If you are not familiar with DABs, please refer to the Databricks Asset Bundles documentation

What LHP Does with Bundles

Lakehouse Plumber does NOT replace Databricks Asset Bundles or Databricks CLI. It generates the pipeline resource YAML files that DABs use for deployment.

Capabilities at a Glance

The following table summarizes what you can do with LHP’s bundle integration:

Capability

Description

Learn More

Pipeline Resource Generation

Auto-generate DAB pipeline YAML files from flowgroups

Bundle Resource Synchronization

Pipeline Configuration

Customize compute, runtime, notifications per pipeline

Pipeline Configuration

Job Configuration

Configure orchestration jobs with schedules and alerts

Job Configuration

Multi-Job Orchestration

Split pipelines into separate jobs by layer or domain

Multi-Job Orchestration

Dependency Analysis

Auto-detect pipeline dependencies and execution order

Dependency Analysis & Job Generation

Orchestration Job Generation

Generate DAB jobs with proper task dependencies

Dependency Analysis & Job Generation

Visual Overview

        flowchart LR
    A["📁 pipelines/<br/>YAML Configs"] --> B["🔧 lhp generate"]
    B --> C["🐍 generated/<br/>Python Files"]
    B --> D["📋 resources/lhp/<br/>Pipeline YAMLs"]

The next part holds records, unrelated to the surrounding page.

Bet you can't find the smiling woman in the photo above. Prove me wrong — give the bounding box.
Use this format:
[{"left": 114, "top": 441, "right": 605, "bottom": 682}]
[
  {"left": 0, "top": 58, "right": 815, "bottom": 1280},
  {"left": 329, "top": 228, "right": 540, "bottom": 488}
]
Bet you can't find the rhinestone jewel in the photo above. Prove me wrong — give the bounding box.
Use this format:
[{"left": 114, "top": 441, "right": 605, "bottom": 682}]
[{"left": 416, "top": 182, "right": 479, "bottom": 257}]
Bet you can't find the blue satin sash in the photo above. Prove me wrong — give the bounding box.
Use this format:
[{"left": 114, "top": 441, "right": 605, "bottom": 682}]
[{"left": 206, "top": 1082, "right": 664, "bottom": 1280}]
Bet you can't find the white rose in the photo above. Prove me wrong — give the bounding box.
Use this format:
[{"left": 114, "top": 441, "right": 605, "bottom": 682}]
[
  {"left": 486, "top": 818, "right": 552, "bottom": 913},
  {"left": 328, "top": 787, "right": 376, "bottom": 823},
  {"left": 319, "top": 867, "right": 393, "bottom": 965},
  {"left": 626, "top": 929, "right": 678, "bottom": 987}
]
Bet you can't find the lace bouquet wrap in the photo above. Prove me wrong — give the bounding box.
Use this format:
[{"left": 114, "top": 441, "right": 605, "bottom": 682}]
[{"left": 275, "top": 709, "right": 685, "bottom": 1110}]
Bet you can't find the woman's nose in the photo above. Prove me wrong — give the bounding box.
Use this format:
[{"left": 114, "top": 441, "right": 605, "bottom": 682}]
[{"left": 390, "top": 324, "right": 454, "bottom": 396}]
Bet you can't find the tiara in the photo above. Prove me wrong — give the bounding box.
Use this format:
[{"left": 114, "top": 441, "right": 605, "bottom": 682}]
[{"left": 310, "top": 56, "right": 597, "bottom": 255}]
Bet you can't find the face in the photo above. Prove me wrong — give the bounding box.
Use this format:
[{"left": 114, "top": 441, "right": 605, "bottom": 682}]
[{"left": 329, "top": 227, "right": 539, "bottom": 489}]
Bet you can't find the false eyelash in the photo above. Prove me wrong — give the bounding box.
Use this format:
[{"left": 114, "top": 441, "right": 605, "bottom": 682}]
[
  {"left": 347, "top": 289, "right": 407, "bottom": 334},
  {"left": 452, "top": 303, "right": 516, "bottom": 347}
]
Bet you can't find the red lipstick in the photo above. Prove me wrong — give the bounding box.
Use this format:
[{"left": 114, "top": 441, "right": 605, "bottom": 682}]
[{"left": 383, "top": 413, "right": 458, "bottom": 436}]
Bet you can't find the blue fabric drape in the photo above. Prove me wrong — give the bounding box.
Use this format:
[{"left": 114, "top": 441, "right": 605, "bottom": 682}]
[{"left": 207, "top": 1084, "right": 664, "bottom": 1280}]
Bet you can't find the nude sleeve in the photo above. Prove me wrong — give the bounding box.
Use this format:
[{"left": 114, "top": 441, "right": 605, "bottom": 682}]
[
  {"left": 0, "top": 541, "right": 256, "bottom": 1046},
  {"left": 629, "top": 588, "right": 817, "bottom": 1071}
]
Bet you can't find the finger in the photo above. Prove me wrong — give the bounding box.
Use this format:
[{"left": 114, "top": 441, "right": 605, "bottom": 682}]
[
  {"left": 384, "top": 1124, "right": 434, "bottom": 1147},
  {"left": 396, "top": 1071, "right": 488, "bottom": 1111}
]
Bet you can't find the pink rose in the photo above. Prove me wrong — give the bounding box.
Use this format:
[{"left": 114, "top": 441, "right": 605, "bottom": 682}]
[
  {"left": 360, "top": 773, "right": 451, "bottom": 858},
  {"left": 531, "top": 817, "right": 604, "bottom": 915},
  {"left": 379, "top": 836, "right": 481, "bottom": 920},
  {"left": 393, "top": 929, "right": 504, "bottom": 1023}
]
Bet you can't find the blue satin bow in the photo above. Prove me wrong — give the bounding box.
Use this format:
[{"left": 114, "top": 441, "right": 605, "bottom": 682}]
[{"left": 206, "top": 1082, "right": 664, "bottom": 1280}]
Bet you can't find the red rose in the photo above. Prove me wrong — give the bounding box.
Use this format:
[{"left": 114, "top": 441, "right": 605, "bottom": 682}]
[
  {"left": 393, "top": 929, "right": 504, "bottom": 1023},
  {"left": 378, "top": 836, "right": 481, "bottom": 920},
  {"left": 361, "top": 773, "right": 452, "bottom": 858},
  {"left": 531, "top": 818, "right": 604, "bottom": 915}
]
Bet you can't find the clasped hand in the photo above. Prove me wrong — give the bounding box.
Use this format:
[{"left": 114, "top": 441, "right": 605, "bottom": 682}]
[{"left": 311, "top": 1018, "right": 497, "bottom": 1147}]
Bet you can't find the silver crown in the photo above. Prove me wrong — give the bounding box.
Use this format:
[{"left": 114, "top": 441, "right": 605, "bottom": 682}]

    P["⚙️ pipeline_config.yaml<br/>(optional)"] -.-> B
    J["⚙️ job_config.yaml<br/>(optional)"] -.-> E

    E["📊 lhp deps"] --> F["📋 resources/<br/>Job YAMLs"]
    D --> G["🚀 databricks bundle deploy"]
    F --> G

    style A fill:#e1f5fe
    style C fill:#f3e5f5
    style D fill:#e8f5e8
    style F fill:#fff3e0
    style G fill:#ffebee
    style P fill:#fffde7
    style J fill:#fffde7
    

Prerequisites & Setup

Requirements

  • Python 3.11+ (3.12 recommended)

  • Databricks workspace with Unity Catalog enabled

  • Databricks CLI v0.200+ installed and configured

  • LakehousePlumber installed: pip install lakehouse-plumber

Databricks CLI Setup

Install and configure the Databricks CLI:

Note

Follow the steps here to install Databricks CLI

# Configure authentication
databricks configure --token

# Verify connection
databricks workspace list

How LHP Integrates with DABs

LHP integrates with Databricks Asset Bundles by generating resource files that DABs use for deployment.

What LHP Does

  • Generates resource YAML files for each pipeline in the resources/lhp/ directory

  • Synchronizes resource files with generated Python notebooks automatically

  • Maintains resource file consistency by cleaning up obsolete resources

  • Supports customization through pipeline and job configuration files

What LHP Does NOT Do

  • Replace or modify your databricks.yml file

  • Deploy resources to Databricks (use databricks bundle deploy)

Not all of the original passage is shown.